Fix scripts that populate aggregate reporting tables (topcrash is broken)

RESOLVED FIXED in 0.6

Status

task
P1
normal
RESOLVED FIXED
11 years ago
8 years ago

People

(Reporter: justin.gallardo, Assigned: ozten)

Tracking

Dependency tree / graph

Firefox Tracking Flags

(Not tracked)

Details

Attachments

(2 attachments, 3 obsolete attachments)

Reporter

Description

11 years ago
User-Agent:       Mozilla/5.0 (Windows; U; Windows NT 5.1; en-US; rv:1.8.1.13) Gecko/20080311 Firefox/2.0.0.13
Build Identifier: Trunk

There needs to be some scripts written that will be executed by cron to populate and update the data in the aggregate reporting data. This allows large queries such as top 100 crashers, and top crashers of all time to be accessed much quicker than the current setup.

Reproducible: Didn't try
Assignee: nobody → justin.gallardo
Status: UNCONFIRMED → NEW
Ever confirmed: true
Priority: -- → P1
Target Milestone: --- → 0.5
Reporter

Updated

11 years ago
Blocks: 426410
Reporter

Comment 1

11 years ago
Posted file First attempt at the script (obsolete) —
I attached my first attempt at a script to populate the summary table. The only thing it leaves out is the trend, as I am not 100% sure how/what we want to store there.
Attachment #313231 - Attachment mime type: text/x-python → text/plain
Reporter

Updated

11 years ago
Status: NEW → ASSIGNED
Comment on attachment 313231 [details]
First attempt at the script

Hey, good so far - comments:
s/aggreate/aggregate/

Would like to see either a separate config file or passed args from command line -- probably separate file.  We might be able to use one of the existing configs -- see http://code.google.com/p/socorro/source/browse/trunk/socorro/lib/config.py.dist -- we could piggyback off that pretty easily.

See a couple of things that worry me as far as scaling.  SELECT * FROM reports and the for loop over that result set will probably not work very well.

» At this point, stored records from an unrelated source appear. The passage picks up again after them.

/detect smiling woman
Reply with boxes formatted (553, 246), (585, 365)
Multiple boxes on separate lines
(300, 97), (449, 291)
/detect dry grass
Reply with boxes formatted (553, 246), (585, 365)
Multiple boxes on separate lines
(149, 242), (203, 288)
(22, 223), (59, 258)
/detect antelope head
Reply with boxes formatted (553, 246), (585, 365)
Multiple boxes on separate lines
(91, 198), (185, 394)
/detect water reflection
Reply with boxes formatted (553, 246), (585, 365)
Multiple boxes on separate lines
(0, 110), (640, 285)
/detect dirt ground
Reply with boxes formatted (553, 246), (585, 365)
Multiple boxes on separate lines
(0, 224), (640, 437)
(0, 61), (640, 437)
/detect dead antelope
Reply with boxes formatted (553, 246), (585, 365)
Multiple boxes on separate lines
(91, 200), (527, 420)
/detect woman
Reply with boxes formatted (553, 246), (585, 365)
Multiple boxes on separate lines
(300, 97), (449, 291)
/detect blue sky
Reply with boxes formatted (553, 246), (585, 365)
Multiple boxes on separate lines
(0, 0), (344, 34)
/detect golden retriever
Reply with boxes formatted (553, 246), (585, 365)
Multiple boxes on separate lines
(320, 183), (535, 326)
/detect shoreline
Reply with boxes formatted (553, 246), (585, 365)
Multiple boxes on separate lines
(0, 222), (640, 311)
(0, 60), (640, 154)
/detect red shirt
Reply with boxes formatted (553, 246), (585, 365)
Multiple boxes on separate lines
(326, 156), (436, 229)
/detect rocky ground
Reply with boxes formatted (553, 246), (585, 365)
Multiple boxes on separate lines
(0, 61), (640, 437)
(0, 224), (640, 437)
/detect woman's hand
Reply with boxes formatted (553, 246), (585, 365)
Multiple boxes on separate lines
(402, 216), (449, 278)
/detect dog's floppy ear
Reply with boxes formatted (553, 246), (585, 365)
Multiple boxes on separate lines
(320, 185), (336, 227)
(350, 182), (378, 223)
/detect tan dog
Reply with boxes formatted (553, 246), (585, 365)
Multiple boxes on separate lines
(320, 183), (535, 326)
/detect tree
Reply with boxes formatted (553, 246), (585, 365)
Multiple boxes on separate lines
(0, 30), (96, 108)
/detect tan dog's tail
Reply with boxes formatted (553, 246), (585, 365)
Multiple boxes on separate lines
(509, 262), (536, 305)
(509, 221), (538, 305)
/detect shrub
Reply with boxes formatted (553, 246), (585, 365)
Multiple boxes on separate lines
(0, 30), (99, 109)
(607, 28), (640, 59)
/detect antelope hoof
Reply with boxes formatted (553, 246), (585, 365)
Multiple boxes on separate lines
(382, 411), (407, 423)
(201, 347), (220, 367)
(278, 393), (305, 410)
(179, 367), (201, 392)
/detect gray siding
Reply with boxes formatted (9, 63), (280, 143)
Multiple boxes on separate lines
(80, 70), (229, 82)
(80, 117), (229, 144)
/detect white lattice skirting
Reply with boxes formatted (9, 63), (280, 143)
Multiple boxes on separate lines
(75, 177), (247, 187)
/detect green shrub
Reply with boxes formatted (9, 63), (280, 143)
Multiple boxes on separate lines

So -- consider how can we make this do updates for only date ranges that the script knows are new and I think we solve a lot of that.
Reporter

Comment 3

11 years ago
Posted file Second try.
This version of the script is using the socorro.lib.config configuration file now, and also has gotten rid of the ugly 'SELECT * FROM reports' query. Now, it checks the summary table for its latest update, and then queries reports for all records new since that time.

Thoughts?
Attachment #313231 - Attachment is obsolete: true
Comment on attachment 313238 [details]
Second try.

Can you add these as text/plain?
Attachment #313238 - Attachment mime type: text/x-python → text/plain
Could join the last_updated query and the reports query into one by using a subquery.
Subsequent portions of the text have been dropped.